Election Day 2018 is right around the corner, and some people have already cast their vote in the upcoming midterm elections. If you're tired of waiting around and want to make moves, you might be wondering if you can vote early. For some of you, the answer is yes, so here's how to vote early in the 2018 midterms, to get a head start.
In many states across the country early voting in the 2018 midterms has already begun. In fact, early voting for some states like Wisconsin started Sept. 20, according to The New York Times. If you want to get on that early train, then there are a few things you need to know. As with most voting rules and requirements, it varies by state. Some states don't offer early voting at all (sorry, guys), but states like Colorado and Florida allow early voting without any excuse or reason. According to the National Conference of State Legislatures (NCSL), 37 states allow early voting, but you have to check the guidelines for your state.

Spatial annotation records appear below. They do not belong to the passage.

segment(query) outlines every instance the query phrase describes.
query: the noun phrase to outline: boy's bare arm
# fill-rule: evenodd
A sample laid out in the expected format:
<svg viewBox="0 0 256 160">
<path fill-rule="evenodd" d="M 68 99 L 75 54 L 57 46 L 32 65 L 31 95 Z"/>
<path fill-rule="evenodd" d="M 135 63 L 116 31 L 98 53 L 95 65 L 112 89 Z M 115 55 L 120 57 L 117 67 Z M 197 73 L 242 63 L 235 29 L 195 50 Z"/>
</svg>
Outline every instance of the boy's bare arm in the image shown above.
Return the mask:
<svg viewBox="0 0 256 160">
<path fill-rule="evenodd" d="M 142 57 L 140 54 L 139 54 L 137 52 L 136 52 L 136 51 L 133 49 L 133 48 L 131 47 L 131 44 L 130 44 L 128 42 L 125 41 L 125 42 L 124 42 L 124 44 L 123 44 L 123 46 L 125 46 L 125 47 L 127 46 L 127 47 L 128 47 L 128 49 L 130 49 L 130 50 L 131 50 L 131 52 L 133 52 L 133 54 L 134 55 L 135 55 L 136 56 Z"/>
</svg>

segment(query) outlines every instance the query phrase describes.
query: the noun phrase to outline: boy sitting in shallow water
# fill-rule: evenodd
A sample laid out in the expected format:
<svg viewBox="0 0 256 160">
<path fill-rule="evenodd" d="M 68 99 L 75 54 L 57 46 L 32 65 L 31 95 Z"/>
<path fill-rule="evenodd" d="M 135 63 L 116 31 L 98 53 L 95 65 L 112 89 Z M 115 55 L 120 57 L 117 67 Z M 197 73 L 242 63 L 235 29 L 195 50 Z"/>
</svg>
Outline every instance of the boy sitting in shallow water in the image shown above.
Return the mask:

If you already know that your state offers early voting, the next step is to find out when early voting opens in your state. Participating states will continue to open polls even up to a day before the election, so make sure you check the rules and dates in your state. The next step is to actually get your ballot so you can vote early, which is thankfully pretty simple. Just head to USA.gov and find your state's election board page from the dropdown menu. From there, you'll be able to check out the early voting rules and procedures where you live. For instance, if you're in Alaska, then on your state's election board page it will give you an option to request a mail-in ballot. There, early voting opens 15 days before the election and goes until Election Day on Nov. 6. The New York Times even has a handy-dandy list of state deadlines for early voting, so there's no way to get lost.
There may be a few reasons why you'd like to cast your vote early. Maybe you will be away on Election Day, or hungover from your birthday the night before, or you just want to make sure you're covered should anything come up. It's not important for me to know why, but there are a couple of ways to get ahead of the voting game — even if your state doesn't have early voting. Another option on the table if you know you'll have trouble getting to the polls is an absentee ballot, which is usually for people who won't be able to make it to their polling place on election day. While some states like California and Georgia offer excuse-free absentee ballots, in New York you have to provide a reason for needing an absentee ballot — like if you're out of the county.
Whether you are planning a trip, already out of the country, or just want to clear your mind and get it done with, then make sure that you figure out what the rules are in your state. The options are there for you if voting early is your thang, you just have to do a little work. Personally, I'm too attached to the "I voted" sticker.